His mother and Sarah hid a few feet from him; both squatted down behind big sacs of cinnamon and figs. 

The two stayed down and quiet while a thief robbed the merchant of the shop. Then, the thief walked around the shop looking for fruit or else to take with him. Suddenly, Sarah hiding behind her mother screamed. The little monkey above them grabbed her hair and scared her. Alerted by her scream, the man looked and listened. Then, he walked suspecting a mother hiding a child from him. He walked back to where Sarah had screamed and found her and her mother hiding from the thief. 

“Hahaha,” the man laughed and said something in his own language. 

Both mother and daughter froze in fear, but they stood unmoving and brave. The man walked closer to them. He looked at Sarah's red hair and smiled reaching for it and touching it.  He held Sarah’s hair in his hand and a grin came to his face. 

Then, he said something in his foreign language just for himself again. Sarah’s mom protested and slapped the thief’s hand. 

He laughed and then pushed Sarah’s mother to the ground. The thief then grabbed Sarah from her waist. Peter came out from hiding. 

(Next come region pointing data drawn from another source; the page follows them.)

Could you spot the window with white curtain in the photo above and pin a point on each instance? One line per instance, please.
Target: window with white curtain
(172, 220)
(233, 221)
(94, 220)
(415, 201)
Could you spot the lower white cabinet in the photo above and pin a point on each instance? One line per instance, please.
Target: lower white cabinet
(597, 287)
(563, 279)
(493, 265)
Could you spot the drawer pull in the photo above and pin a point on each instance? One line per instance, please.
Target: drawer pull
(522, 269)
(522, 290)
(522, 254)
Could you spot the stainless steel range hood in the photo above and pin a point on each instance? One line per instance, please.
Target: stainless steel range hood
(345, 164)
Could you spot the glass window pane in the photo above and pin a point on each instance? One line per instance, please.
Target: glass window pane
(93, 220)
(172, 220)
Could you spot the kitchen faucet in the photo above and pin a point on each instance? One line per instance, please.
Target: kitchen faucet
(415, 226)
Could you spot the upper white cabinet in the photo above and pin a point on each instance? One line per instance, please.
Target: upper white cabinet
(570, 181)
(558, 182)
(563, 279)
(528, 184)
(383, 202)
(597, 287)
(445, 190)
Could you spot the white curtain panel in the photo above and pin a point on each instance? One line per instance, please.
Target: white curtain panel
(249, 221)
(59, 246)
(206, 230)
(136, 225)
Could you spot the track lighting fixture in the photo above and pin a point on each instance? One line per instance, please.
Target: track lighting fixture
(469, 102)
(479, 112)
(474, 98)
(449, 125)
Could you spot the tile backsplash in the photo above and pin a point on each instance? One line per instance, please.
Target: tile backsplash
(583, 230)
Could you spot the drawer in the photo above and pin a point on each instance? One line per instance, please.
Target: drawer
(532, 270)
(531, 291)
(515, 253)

Peter ran bravely ramming his head into the man’s waist and wrestled with the man. The thief grabbed Peter by an arm and laughed aloud. He gazed at him and dragged Peter with him too. With both children at his hands, he left seeking his horse. It took the band of thieves only a few minutes to rob the merchants of the market. Then, they jumped onto their horses and left with anything they wanted to have.

Peter squirmed kicking the man’s legs while Sarah screamed for help. Her mother stood up from the ground to get her children back and ran outside after them! But all seemed too late. The thief was on his horse trotting away. Peter was pushed down on his stomach as he tried to dismount from the horse. 

The thief tied him down quickly to the horse’s saddle as the thief’s horse went out of the market with the English children on his mount. Sarah kicked and bit the man. She was unafraid of him, but he tied her down too. Peter and Sarah were taken on the horse’s mount to the desert. 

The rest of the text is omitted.